If you don’t have The Orange Box yet, you need to leave work or school now and get it. Now. (I know this was supposed to be a Halo 3 review, but seriously, Halo 3: The Orange Box put your dick in the dirt.)




Skate
Publisher: EA
Platform: Xbox 360, PlayStation 3

Eat a flaming bag of shit, Tony Hawk. While your complacent empire of skate games has been feeling more and more like Sudoku for Teens with each release, EA Games has been working diligently on Skate, which fully reinvigorates my interest in pretending to do insanely hard tricks by using a little plastic thing I hold in my hand while I sit in a chair eating chips and guacamole.

I don’t skate.
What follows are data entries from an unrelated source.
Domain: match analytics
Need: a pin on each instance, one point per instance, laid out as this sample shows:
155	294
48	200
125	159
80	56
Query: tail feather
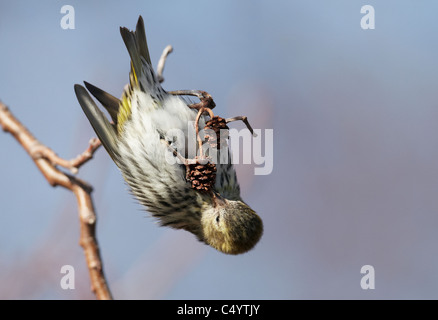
103	128
110	102
142	74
I never skated. I mean, I tried a thousand times when I was a kid, but it just never worked. I was not born to skate. The most I could do was that thing where you move the front of the board back and forth. What’s that called? A Chicklet? A Tic-Tac? Whatever. The first and only time I did an ollie, I landed in such a way that my left big toenail snapped off, cutting my foot and filling my shoe with blood in ten seconds. I had to throw the shoe and the sock away, and then the other shoe was useless, so I had to chuck that too.
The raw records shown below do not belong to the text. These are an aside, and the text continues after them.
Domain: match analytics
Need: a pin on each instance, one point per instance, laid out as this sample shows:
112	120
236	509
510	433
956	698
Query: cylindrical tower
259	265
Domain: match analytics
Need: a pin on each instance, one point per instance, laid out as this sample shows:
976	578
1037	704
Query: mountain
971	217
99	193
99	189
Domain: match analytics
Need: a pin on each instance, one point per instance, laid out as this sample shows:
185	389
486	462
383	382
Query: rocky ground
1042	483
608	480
But sitting in a chair playing a beautifully rendered video game that replicates skating? That I might have been born to do. And if I had to choose one game to do it with, it would be Skate.

Because while I have never skated, I have always been friends with skaters. I’m like a skate betty with a dick, except I don’t want to fuck skaters. I just generally enjoy their company. I seriously don’t want to fuck them. I swear. I really don’t.
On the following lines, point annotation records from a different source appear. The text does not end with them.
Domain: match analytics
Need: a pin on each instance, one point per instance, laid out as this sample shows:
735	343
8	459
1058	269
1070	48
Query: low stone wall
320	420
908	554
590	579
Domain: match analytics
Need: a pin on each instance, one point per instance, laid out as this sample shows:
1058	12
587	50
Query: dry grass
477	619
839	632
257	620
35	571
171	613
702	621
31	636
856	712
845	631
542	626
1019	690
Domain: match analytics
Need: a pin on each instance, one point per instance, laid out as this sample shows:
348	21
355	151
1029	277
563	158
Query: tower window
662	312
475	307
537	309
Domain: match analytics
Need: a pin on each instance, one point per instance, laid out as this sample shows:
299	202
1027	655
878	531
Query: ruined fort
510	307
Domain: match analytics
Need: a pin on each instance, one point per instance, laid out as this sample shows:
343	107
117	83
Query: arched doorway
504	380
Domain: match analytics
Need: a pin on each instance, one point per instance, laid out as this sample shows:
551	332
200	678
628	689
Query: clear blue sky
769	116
But I do know enough to know that Skate feels totally authentic—much more so than other skate games. There’s something about the mechanics of pulling tricks in Skate that feel much more natural and related to real skating. It’s this flicking motion you do with the control stick, and it totally makes sense. There’s a large list of tricks that you can learn really easily and before you know it, you’re putting together lines like a pro. It’s nuts.

The campaign mode on Skate is great. You tool around this fictional California town, learning new tricks, getting photos taken, and making video footage of your lines. Then all of a sudden you bump into some pro, like Jason Dill or Jerry Hsu, and they give you a challenge and you do it and then you unlock more shit. Freeskate mode is good too, because almost every pixel of every map is skateable. It is literally impossible to get bored. It is very possible to get extremely frustrated and want to smash your controller, but even that’s authentic. It’s like the video-game version of focusing your board.